Touch here. Stretch that. Cue sigh of relief and noble head tilt.
But something shifted.
Not in my hands.
Not in my technique.
In me.
Because this work especially with horses It doesn’t just teach you what to notice.
It teaches you how to listen to things that don’t make noise.
Like how stillness isn’t always peace.
Sometimes it’s a body holding tension like a secret it never learned how to tell.
(And wow, does that hit close to home.)
I used to hunt down tight spots like a pirate chasing buried fascia.
Now I ask:
What’s being guarded?
What’s been rehearsed so many times, the horse doesn’t even know it’s bracing anymore?

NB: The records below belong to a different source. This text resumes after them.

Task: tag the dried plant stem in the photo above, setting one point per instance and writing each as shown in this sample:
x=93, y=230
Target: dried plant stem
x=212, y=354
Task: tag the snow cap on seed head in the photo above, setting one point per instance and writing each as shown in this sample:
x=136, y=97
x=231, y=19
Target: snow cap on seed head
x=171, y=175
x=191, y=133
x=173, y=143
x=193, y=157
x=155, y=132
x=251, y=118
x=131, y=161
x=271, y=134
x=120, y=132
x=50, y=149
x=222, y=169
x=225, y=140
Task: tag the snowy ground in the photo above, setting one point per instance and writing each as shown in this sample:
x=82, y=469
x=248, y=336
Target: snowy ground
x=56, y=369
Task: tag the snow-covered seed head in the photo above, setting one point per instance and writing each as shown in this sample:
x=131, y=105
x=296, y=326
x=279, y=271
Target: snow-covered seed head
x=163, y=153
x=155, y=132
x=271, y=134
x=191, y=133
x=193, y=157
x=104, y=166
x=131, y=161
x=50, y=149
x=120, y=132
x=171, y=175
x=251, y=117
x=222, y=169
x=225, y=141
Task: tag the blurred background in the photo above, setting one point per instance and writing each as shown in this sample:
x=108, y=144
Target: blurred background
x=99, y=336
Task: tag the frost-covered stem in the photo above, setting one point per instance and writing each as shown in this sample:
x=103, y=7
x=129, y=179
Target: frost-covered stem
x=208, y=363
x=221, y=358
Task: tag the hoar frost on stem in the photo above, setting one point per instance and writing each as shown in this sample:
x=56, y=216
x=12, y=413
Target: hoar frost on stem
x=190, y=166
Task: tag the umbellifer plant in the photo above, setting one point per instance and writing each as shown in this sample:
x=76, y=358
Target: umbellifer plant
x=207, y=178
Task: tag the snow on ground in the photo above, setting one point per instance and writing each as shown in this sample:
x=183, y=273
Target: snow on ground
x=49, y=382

Some horses melt the second your hand lands—
like they’ve been waiting for someone who doesn’t ask too much too soon.
Others?
They read your energy like a résumé.
And if you pass the vibe check, they might offer a single breath as a peace offering.
Maybe.
And release?
It doesn’t show up like a fireworks display.
Sometimes it’s a tail that stops flicking.
Sometimes it’s the absence of something that’s always been there.
You feel it in your own breath before you see it in theirs.
(Unless you’re holding your breath too. Ask me how I know.)
I used to think bodywork was about doing something to a horse.
Now I’m convinced most of the time, they’re working on me.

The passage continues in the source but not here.